Author Topic: FPGA Video SDRAM (Read 7013 times)

electosleepy · « **on:** January 07, 2016, 05:21:57 am »

How do you determine the optimal word length for an external memory interface? For example I have seen that 256Mb SDRAM is available in the following word lengths.

256( 32M x 8 ) -->> (read as 32 million words that are 8 bits in length)
256( 16M x 16 )
256( 8M x 32 )

Say that the RAM is being used to store a video frame from a HDMI input which can be 24,30,36 or 48 bits per pixel resulting in 8, 10, 12, and 16 bits per RGB colour respectively. If a pixel contained 24 bits (8 bits for red, 8 bits for blue and 8 bits for green) would it be optimal to use the SDRAM with the 8 bit word length when compared to storing two 8 bit words in a SDRAM with a 16 bit word length? Is it equivalent?

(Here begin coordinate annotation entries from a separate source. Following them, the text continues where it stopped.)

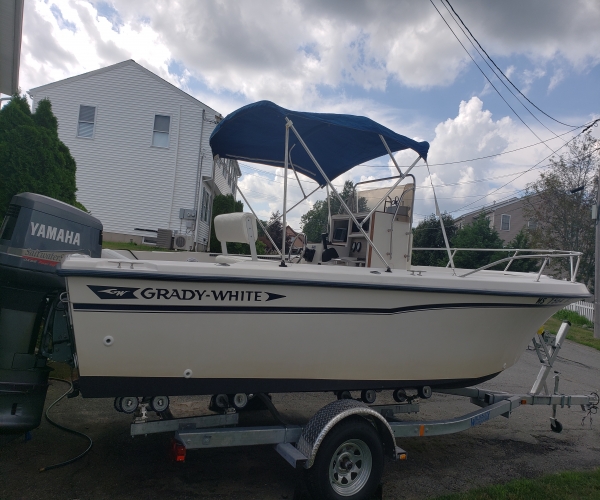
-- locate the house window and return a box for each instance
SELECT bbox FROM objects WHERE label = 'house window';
[152,115,171,148]
[200,187,211,222]
[77,105,96,139]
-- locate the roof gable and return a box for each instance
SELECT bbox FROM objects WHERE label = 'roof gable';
[29,59,219,115]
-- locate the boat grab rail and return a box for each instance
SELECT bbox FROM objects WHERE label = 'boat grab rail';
[413,247,583,283]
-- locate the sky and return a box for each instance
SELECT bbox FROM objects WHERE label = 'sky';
[8,0,600,229]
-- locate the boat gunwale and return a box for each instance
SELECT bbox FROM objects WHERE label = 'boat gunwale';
[57,268,592,300]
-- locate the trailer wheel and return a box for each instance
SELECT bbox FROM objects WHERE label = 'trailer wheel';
[306,417,383,500]
[392,389,407,403]
[360,389,377,405]
[117,396,140,413]
[418,385,433,399]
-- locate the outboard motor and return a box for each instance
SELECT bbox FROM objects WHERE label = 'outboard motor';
[0,193,102,434]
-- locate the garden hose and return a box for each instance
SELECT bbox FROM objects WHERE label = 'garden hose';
[40,377,94,472]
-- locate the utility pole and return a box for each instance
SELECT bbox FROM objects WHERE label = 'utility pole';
[594,172,600,339]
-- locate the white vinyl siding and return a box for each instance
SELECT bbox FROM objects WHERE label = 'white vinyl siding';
[77,104,96,139]
[200,187,212,222]
[31,61,236,245]
[152,115,171,148]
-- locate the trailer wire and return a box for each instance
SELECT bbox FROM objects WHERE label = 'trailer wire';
[581,392,600,429]
[40,377,94,472]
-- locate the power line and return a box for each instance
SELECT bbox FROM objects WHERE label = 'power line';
[442,0,558,143]
[357,122,580,168]
[429,0,552,154]
[442,0,578,128]
[450,142,600,213]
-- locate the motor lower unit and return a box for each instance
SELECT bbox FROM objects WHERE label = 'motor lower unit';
[0,193,102,434]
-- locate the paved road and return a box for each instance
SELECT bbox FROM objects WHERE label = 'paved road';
[0,341,600,500]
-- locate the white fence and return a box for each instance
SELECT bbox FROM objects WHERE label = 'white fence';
[565,300,594,321]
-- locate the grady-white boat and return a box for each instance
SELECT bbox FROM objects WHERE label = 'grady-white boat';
[59,102,589,397]
[0,101,589,433]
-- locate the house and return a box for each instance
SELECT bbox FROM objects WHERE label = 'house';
[29,60,241,251]
[456,196,536,243]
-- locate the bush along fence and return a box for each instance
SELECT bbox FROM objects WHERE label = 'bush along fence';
[565,300,594,321]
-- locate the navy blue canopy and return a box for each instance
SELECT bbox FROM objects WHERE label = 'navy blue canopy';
[210,101,429,186]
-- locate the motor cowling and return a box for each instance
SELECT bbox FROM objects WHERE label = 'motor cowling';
[0,193,102,434]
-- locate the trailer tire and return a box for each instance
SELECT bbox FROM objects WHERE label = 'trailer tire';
[306,416,384,500]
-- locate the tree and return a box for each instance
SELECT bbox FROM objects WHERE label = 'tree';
[524,132,600,288]
[504,227,541,273]
[451,212,506,269]
[300,180,367,243]
[209,194,266,255]
[0,92,85,219]
[411,213,456,266]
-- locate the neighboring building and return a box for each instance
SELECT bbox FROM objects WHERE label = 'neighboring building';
[456,197,535,243]
[29,60,241,250]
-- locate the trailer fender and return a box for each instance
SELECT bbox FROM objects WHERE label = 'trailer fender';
[296,399,396,469]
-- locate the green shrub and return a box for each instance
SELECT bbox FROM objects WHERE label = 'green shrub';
[554,309,594,327]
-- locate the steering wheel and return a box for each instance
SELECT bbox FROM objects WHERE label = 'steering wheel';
[288,233,306,264]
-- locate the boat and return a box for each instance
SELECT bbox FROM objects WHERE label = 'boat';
[58,101,589,397]
[0,101,590,433]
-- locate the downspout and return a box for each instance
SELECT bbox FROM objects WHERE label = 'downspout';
[169,104,181,229]
[206,140,217,252]
[194,109,206,250]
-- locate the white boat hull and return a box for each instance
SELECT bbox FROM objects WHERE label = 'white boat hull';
[62,259,587,397]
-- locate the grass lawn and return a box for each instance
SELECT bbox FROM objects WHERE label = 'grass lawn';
[436,469,600,500]
[102,241,169,252]
[544,316,600,352]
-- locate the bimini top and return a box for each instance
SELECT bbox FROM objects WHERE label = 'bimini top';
[210,101,429,186]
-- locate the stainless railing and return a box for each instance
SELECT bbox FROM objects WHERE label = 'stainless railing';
[413,247,583,283]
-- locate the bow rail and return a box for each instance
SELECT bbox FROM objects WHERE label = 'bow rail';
[413,247,583,283]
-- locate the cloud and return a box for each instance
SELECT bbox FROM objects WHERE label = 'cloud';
[22,0,600,109]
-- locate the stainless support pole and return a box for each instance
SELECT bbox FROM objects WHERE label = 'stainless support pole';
[238,186,283,259]
[286,118,394,273]
[425,160,456,275]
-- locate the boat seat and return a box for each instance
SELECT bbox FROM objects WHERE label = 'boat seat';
[214,212,258,264]
[215,255,252,264]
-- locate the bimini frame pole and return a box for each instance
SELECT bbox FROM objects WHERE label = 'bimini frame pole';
[359,156,421,227]
[425,160,456,276]
[285,117,392,273]
[279,124,290,267]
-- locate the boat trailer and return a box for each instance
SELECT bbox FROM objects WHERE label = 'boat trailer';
[125,321,599,499]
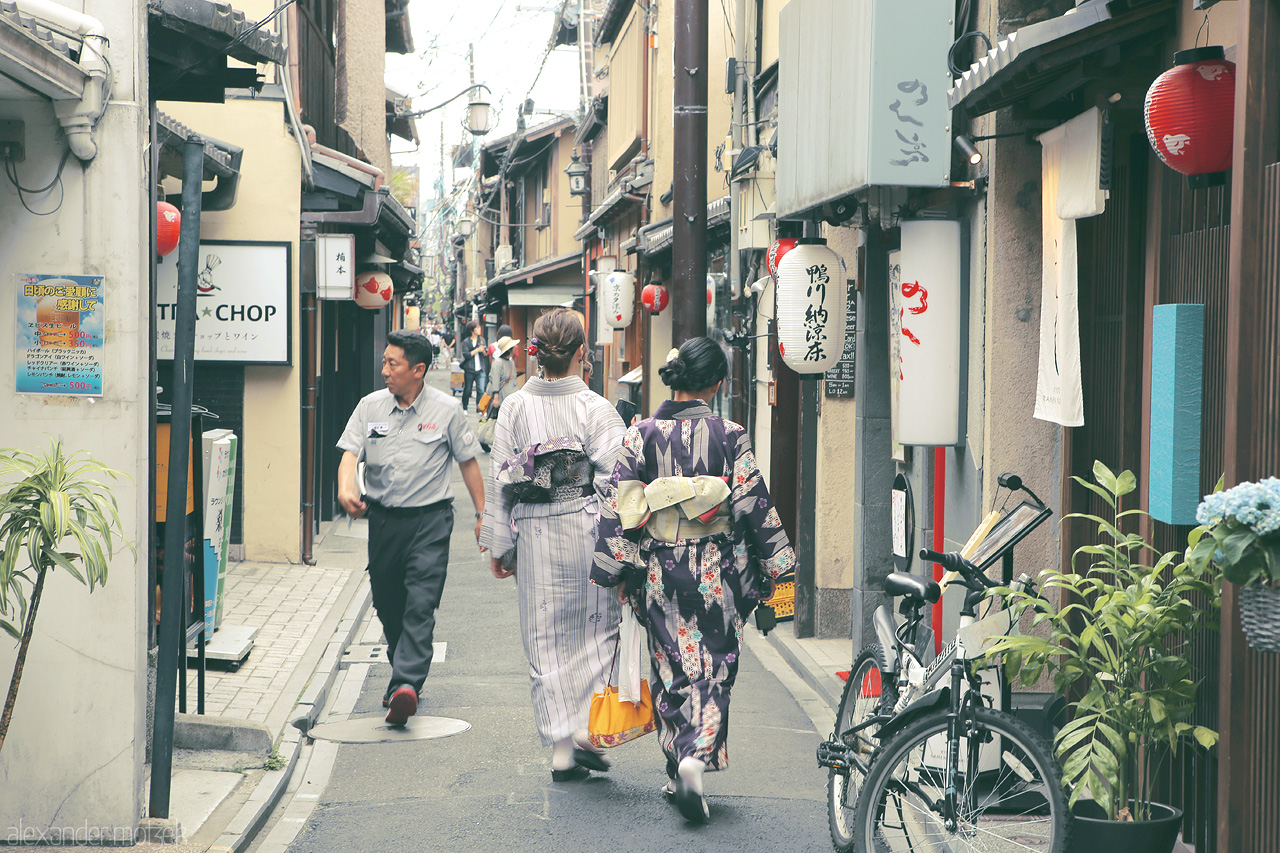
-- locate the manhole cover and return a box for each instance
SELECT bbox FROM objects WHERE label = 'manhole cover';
[307,715,471,743]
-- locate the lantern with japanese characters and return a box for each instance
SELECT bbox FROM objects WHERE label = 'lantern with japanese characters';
[1143,47,1235,188]
[640,284,671,314]
[777,237,846,373]
[356,272,396,310]
[764,237,796,284]
[156,201,182,257]
[888,220,961,447]
[600,269,636,329]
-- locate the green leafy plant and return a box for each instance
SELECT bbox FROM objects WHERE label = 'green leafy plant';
[0,439,133,748]
[989,462,1220,820]
[1187,476,1280,587]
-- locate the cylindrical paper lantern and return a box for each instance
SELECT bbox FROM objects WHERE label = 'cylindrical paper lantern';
[890,222,961,447]
[1143,47,1235,187]
[764,237,796,284]
[356,272,394,310]
[600,269,636,329]
[640,284,671,314]
[777,237,846,373]
[156,201,182,257]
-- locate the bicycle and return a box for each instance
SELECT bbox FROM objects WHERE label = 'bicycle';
[818,474,1070,853]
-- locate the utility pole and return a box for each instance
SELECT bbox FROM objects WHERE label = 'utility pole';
[671,0,708,346]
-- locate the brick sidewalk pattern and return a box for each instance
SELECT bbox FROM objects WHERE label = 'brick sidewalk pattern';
[187,562,358,722]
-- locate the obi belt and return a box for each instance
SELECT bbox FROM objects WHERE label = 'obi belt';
[618,474,733,542]
[494,438,595,503]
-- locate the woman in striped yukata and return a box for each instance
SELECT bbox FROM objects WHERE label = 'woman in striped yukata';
[591,338,796,822]
[480,309,625,781]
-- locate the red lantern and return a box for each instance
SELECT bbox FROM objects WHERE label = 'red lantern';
[356,272,394,310]
[156,201,182,257]
[764,237,796,284]
[640,284,671,314]
[1143,47,1235,187]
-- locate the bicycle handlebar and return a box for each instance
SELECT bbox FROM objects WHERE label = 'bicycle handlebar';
[920,548,1000,589]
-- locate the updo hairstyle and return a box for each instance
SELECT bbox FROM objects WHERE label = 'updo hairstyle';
[534,307,586,373]
[658,338,728,391]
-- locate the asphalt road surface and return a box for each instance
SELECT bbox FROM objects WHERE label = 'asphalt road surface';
[289,371,831,853]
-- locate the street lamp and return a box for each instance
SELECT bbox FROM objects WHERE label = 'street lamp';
[396,83,493,136]
[564,149,591,196]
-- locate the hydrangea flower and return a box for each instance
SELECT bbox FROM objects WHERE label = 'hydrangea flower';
[1196,476,1280,537]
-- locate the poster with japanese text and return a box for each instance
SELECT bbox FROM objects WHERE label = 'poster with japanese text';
[14,274,102,397]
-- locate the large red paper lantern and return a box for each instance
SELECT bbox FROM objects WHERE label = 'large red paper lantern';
[640,284,671,314]
[356,272,394,310]
[156,201,182,257]
[1143,47,1235,187]
[764,237,796,284]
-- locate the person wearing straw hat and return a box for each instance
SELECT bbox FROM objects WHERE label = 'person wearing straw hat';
[488,336,520,418]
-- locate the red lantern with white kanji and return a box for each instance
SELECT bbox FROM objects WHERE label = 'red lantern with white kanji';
[600,269,636,329]
[156,201,182,257]
[764,237,796,284]
[640,284,671,314]
[777,237,847,373]
[356,272,396,311]
[1143,47,1235,187]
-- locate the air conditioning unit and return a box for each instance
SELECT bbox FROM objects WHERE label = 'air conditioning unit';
[493,243,516,273]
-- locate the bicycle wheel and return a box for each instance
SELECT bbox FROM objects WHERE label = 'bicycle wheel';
[855,708,1071,853]
[827,643,897,853]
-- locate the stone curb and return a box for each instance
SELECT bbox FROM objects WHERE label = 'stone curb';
[209,576,372,853]
[764,628,852,711]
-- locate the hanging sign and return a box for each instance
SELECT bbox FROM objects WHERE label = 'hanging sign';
[316,234,356,301]
[14,274,102,397]
[600,269,636,329]
[890,222,961,447]
[155,240,293,364]
[822,279,858,398]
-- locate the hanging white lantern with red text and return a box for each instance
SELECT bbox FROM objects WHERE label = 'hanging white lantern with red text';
[600,269,636,329]
[890,222,961,447]
[777,237,846,373]
[356,272,396,310]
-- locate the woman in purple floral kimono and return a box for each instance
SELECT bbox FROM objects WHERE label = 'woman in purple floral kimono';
[591,338,795,821]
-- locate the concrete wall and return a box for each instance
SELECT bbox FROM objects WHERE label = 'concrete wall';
[161,99,302,562]
[0,0,150,840]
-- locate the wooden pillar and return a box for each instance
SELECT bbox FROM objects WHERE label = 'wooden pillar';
[1217,0,1280,853]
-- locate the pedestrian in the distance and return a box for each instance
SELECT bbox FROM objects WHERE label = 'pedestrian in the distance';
[480,309,623,781]
[591,338,796,822]
[338,332,485,725]
[458,320,489,411]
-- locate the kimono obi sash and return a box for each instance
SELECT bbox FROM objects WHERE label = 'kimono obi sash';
[617,474,733,542]
[494,437,595,503]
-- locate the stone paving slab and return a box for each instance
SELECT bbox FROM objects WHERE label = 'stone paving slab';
[187,562,361,722]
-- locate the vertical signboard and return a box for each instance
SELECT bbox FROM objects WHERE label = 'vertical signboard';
[891,222,961,447]
[14,273,104,397]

If two 8 bit numbers are stored in the 16 bit memory address and the 1st 8 bit pixel value is changed but the second pixel remains unchanged does the whole 16 bit number have to be rewritten and thus it would be less efficient as opposed to changing one pixel in the 8 bit address? Simply put can the individual bits within a RAM address be changed or must the whole word be rewritten if changed?

marshallh · « **Reply #1 on:** January 07, 2016, 05:46:06 am »

With video you always want as much bandwidth as you can get.

So x32 it is, or several x8/x16 parts ganged up.

You can use data masking to selectively write bytes.
Also, you won't get enough bandwidth with just SDRAM. It's also becoming impractical to spec in parts. Aim for DDR1/2

helius · « **Reply #2 on:** January 07, 2016, 06:07:39 am »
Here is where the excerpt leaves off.